Los cansinos

Rafa
El hijo de doña Rosa, también de nombre Rosalío, o Chalío, como le decíamos, no era tan paciente como su padre. Muy pronto, mis amigos y yo le colmábamos la "pacencia", que decía él, pues mientras uno tiraba al campo, el otro se iba al río, y así no podía cuidarnos con tranquilidad. Conmigo era menor su preocupación, pues el raquitismo con el que nací me restó agilidad durante toda la niñez.
En el Esgueva no corríamos peligro porque el agua no llega a las rodillas. Pero el Pisuerga era otra cosa, y más, cuando llueve en la parte de la montaña de Palencia, y la crecida pasa por Valladolid.
Mis amigos y yo nos reíamos del Chalío, por su forma peculiar de hablar, y de coñazo no lo bajábamos cuando tocaba calificarlo.

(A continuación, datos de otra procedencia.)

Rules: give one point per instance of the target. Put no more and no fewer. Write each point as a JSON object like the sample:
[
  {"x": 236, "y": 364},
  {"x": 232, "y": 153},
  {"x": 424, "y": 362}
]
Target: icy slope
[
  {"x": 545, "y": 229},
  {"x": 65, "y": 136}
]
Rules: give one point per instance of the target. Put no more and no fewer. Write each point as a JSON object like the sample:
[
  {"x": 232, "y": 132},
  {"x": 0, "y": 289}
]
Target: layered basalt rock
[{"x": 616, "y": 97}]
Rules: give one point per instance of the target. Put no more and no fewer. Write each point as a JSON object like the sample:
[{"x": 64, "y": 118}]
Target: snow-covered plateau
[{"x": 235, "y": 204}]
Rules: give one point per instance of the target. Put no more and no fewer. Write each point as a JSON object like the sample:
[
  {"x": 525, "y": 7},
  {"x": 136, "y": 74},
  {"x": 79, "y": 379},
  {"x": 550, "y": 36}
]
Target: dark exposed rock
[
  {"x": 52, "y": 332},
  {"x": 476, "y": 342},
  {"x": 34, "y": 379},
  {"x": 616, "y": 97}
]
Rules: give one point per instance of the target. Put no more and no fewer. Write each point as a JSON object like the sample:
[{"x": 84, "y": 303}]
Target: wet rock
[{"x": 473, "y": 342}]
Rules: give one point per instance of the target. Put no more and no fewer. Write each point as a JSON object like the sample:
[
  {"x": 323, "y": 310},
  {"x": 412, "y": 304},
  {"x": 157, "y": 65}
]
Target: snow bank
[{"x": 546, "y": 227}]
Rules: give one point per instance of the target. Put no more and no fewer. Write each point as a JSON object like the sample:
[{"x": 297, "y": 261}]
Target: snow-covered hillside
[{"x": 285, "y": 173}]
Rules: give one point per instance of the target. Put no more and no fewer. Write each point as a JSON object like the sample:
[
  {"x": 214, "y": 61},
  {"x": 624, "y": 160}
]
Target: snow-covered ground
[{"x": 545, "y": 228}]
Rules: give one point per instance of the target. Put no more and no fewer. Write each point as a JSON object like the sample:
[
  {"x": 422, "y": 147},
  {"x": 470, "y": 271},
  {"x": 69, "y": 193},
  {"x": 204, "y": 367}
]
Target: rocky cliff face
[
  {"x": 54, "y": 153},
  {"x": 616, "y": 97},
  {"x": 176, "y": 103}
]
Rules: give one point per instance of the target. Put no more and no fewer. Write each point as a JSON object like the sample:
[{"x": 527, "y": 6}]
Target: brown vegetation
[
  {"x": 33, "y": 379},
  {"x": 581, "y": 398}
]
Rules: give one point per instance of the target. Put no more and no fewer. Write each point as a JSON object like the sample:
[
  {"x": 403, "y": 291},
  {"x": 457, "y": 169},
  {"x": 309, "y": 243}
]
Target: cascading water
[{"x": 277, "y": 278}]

Su padre tenía más paciencia con nosotros, o eso nos parecía, aunque la verdad es que a él no podíamos faltarle al respeto.
Chalío sí se las veía negras con nosotros. Seguramente, para él, los coñazos éramos nosotros, pero sólo le alcanzaba el hartazgo para decirnos que lo hacíamos "amuinarse" y "desatinar".
Para advertirnos de los peligros del río, y mantenernos a raya, decía que tuviéramos cuidado, que si subía un pez del Duero con cuatro narices y patas de cocodrilo, nos podía morder, y que esos no soltaban a su presa hasta que se oyera con claridad en la vega el rebuzno de un burro prieto. Un panorama muy cansino pintaba, pues a los carboneros del Pinar de Antequera y otros alrededores de Valladolid, ninguno de los burros que les conocíamos era pardo siquiera.